Consentire a che l'adolescente non riconosca apertamente i propri bisogni significa diventare complici di quella parte di lui che non vuole cambiare il proprio stato originario, significa non credere - noi per primi come terapeuti - alla sua possibilità di essere adulto, schiacciandolo lungo l'asse di partenza ed eliminando la dualità necessaria al movimento, sia pure conflittuale. Del resto, chi approda alla terapia porta già il sintomo o la sofferenza di una lotta fra parti interne divergenti. Il compito dell'analista non è però eliminare o sottacere la divergenza, ma ricondurre lo scontro a polarità coniugabili in un esito evolutivo. Si tratta cioè di trasformare il conflitto in un'evento costruttivo e non ostruttivo (Loriedo -1992), disvelando quali ne siano i termini reali ed elaborandone la soluzione attraverso una gamma di possibilità. Ma per poter pervenire a questo risultato insieme al paziente è necessario che il conflitto sia riconosciuto da entrambi. Diversamente, il rischio è di atteggiarsi come quei genitori che pretendono di essere gli "amici" dei propri figli, in un modo falsamente democratico e solidale che, ammortizzando gli urti e velando i contrasti, sottrae loro la possibilità dello scontro e della differenziazione. Del resto, l'eventuale scontro può essere utile a sciogliere la tensione relativa al conflitto interno del paziente.

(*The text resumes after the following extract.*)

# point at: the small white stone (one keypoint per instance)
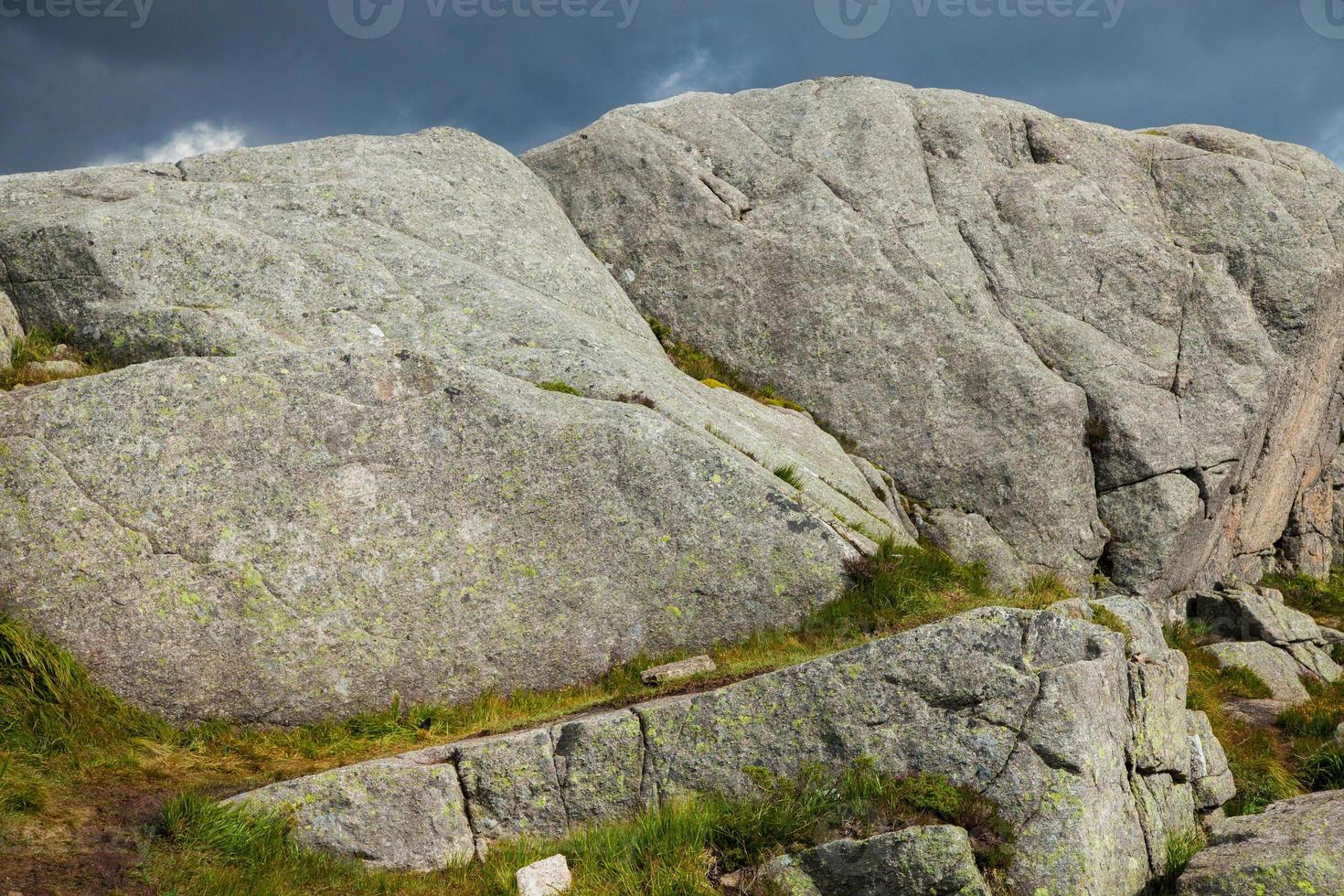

Quando, invece, l'adolescente imposta il proprio rapporto con il terapeuta senza una chiara domanda di aiuto, intende di fatto proporre con lui un rapporto specifico (Carli 1988), in cui non sia consentito - nella definizione di un patto dichiarato - lo scioglimento della tensione comunque implicita nella richiesta di incontro.

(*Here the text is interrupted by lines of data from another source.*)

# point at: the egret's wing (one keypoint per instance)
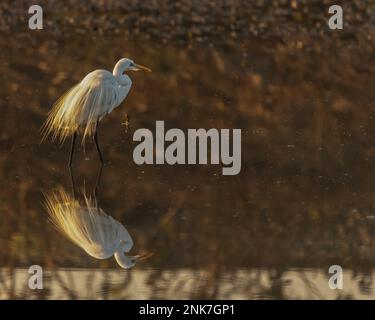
(96, 95)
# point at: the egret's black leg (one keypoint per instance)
(72, 182)
(96, 141)
(96, 187)
(72, 148)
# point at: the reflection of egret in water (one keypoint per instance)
(90, 228)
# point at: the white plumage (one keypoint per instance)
(85, 104)
(90, 228)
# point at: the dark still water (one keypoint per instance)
(303, 201)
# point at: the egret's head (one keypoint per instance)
(126, 64)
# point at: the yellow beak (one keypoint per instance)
(140, 67)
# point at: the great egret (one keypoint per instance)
(85, 104)
(90, 228)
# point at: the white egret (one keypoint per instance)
(90, 228)
(85, 104)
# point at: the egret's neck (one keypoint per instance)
(118, 73)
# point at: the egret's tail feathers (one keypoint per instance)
(85, 225)
(76, 109)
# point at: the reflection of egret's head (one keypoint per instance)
(90, 228)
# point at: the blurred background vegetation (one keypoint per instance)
(302, 94)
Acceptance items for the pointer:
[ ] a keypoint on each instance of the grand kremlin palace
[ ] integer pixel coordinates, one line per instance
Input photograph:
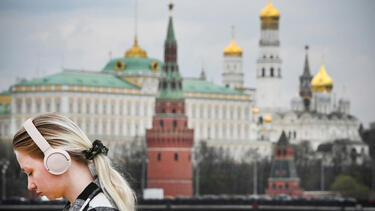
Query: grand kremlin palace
(116, 104)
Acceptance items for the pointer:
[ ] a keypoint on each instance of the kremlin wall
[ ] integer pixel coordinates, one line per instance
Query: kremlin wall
(136, 97)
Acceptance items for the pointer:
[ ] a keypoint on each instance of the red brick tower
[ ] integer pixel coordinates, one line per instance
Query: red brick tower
(170, 141)
(284, 179)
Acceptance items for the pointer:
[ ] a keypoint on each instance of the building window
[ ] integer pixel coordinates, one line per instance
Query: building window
(87, 107)
(28, 106)
(38, 106)
(112, 126)
(71, 105)
(145, 109)
(88, 126)
(96, 126)
(79, 107)
(129, 108)
(113, 108)
(161, 124)
(104, 107)
(97, 107)
(104, 132)
(58, 106)
(137, 109)
(159, 156)
(18, 106)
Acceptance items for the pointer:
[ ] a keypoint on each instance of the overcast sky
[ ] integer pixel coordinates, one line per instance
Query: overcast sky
(41, 37)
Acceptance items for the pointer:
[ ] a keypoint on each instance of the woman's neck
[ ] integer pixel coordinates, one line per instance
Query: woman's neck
(78, 178)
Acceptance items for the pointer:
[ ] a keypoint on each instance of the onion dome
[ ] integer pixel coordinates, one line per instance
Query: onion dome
(268, 119)
(269, 12)
(233, 50)
(322, 82)
(136, 51)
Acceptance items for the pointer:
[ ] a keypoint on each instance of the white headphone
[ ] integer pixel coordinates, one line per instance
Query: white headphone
(56, 161)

Come qualcuno ha evidenziato (Wilson-1982), il non richiedere aiuto veicola una notevole seduttività, che consiste nel provocare e lasciar montare - con l'andare in seduta - una carica emotiva nel terapeuta, senza che però essa possa essere espressa e contenuta in un rapporto descrivibile. Viene alla mente la situazione che si costituisce in alcuni casi di incesto adombrato e non agito, quando il fenomeno non è facilmente riconoscibile perché non si è verificato niente e quindi è tanto più difficile reagire alla crescente tensione erotica. Come l'abusante in fondo è lė "senza fare nulla " e inchioda a questo nulla la sua vittima, anche questo tipo di adolescente è lė, non si sottrae apertamente alla terapia, ma disconosce la funzione terapeutica col mantenere celata la domanda che può attivarla in modo condiviso. Egli porta il suo esserci non come una reale presenza, ma come un sintomo, come un fattore di disagio che - per essere cosi ovviamente agito - diventa scontato e indiscutibile - (rischiando però di offuscare il livello di bisogno più profondo e la relativa richiesta). Ma si sa che c'è differenza tra rapporto erotizzato e rapporto erotico, il primo rivolto sostanzialmente solo ad un fantasma interno, il secondo basato su effettivi e reali rapporti sessuali e pertanto evolutivo, in quanto l'eros non è narcisisticamente ripiegato su se stesso, ma si arricchisce di un effettivo apporto dell'altro. Ma l'"altro" allora - l'analista, nel nostro caso - deve pur esserci! Deve potersi porre in modo sufficientemente definito, tale da rendersi presente e reale nel vissuto analitico del paziente. Accettare l'indefinizione della domanda adolescenziale come propria della condizione psico- cronologica corrispondente sembra un leggere la funzione analitica più come materno/accogliente che non come paterno/separante - nella fattispecie, da uno stadio evolutivo precedente. Il rapporto analitico è paragonabile, per certi versi, ad una situazione uroborica di fusionalità, nella quale il paziente può regredire per attingere l'eros necessario alla propria evoluzione. Ma la regressione non può impedire la chiarezza della domanda, altrimenti l'eros non può essere impegnato in senso evolutivo, rischiando continuamente di essere ribaltato indietro a dirimere una questione preliminare.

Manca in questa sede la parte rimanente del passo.